Train, compare, and register models#
This notebook provides a quick overview of training ML models using MLRun MLOps orchestration framework.
Make sure you reviewed the basics in MLRun Quick Start Tutorial.
Tutorial steps:
MLRun installation and configuration#
Before running this notebook make sure mlrun
and sklearn
packages are installed (pip install mlrun scikit-learn~=1.3
) and that you have configured the access to the MLRun service.
# Install MLRun if not installed, run this only once (restart the notebook after the install !!!)
%pip install mlrun
Define MLRun project and a training functions#
You should create, load, or use (get) an MLRun project that holds all your functions and assets.

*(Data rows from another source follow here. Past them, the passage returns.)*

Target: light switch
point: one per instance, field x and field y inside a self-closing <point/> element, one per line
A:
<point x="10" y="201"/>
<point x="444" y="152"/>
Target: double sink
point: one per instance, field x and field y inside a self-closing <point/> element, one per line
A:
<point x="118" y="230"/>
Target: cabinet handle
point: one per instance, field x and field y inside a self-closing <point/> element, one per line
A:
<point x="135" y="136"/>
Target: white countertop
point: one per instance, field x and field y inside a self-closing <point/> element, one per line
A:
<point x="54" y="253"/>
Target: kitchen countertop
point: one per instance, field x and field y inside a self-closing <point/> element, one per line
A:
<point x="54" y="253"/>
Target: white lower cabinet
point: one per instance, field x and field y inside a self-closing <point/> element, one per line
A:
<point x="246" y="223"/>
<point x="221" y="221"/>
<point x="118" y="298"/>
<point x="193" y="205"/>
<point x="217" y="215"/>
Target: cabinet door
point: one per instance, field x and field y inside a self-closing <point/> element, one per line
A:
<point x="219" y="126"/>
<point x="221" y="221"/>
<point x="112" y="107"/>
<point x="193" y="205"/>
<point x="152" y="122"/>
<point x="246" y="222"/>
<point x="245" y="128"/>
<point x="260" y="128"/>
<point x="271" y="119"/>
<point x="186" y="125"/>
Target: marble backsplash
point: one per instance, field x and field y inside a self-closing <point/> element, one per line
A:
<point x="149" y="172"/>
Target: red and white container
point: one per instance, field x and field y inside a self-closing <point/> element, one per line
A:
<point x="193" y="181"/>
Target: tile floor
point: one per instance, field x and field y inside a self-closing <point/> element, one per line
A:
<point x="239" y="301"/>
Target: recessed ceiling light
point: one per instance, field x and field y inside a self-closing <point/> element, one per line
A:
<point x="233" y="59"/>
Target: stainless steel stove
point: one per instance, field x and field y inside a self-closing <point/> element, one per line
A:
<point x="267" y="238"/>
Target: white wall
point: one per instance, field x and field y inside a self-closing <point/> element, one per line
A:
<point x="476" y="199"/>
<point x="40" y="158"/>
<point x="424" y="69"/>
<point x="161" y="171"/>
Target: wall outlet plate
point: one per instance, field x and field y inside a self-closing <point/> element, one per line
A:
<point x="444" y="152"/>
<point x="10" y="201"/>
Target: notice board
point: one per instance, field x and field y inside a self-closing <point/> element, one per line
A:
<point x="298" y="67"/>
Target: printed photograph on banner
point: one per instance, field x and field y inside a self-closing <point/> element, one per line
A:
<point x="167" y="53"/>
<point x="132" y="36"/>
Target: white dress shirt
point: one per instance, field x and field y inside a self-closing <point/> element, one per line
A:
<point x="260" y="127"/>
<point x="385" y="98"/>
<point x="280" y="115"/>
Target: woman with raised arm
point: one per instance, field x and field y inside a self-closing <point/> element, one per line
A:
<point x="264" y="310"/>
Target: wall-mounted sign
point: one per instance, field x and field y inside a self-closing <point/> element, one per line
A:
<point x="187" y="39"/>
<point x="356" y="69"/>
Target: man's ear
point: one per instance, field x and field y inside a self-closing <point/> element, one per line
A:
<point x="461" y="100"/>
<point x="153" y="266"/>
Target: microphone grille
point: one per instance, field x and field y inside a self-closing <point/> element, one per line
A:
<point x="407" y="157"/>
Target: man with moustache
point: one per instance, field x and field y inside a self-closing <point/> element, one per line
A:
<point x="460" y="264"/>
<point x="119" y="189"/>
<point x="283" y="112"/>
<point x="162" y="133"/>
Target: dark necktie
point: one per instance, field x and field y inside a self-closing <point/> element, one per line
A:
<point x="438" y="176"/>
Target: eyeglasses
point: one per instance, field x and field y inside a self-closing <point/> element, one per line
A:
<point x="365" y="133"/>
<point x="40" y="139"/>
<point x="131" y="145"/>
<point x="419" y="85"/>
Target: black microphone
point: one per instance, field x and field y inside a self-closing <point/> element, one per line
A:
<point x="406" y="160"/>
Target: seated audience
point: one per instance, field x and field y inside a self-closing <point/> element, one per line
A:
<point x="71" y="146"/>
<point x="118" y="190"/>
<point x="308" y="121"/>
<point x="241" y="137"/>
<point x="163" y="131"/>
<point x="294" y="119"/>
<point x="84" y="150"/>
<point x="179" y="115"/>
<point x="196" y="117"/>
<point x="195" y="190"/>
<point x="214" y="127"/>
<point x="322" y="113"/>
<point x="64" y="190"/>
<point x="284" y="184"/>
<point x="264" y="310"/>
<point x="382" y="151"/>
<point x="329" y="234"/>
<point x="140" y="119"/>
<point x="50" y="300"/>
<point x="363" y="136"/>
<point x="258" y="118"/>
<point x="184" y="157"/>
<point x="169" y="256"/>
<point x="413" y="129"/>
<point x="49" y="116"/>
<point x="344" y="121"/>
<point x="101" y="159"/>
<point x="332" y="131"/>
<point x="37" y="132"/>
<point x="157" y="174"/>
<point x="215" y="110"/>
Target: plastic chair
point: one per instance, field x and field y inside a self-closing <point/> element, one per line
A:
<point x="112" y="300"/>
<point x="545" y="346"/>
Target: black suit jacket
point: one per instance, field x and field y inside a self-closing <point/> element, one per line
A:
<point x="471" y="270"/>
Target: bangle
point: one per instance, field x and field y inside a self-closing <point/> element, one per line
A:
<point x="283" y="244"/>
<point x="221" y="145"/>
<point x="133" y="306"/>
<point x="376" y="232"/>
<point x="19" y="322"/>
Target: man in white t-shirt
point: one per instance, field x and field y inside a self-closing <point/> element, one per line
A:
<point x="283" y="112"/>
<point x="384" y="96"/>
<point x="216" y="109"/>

Get or create a new project
The get_or_create_project()
method tries to load the project from MLRun DB. If the project does not exist, it creates a new one.
import mlrun
project = mlrun.get_or_create_project("tutorial", context="./", user_project=True)
> 2022-09-20 13:55:10,543 [info] loaded project tutorial from None or context and saved in MLRun DB
Add (auto) MLOps to your training function
Training functions generate models and various model statistics. You’ll want to store the models along with all the relevant data,
metadata, and measurements. MLRun can apply all the MLOps functionality automatically (“Auto-MLOps”) by simply using the framework-specific apply_mlrun()
method.
This is the line to add to your code, as shown in the training function below.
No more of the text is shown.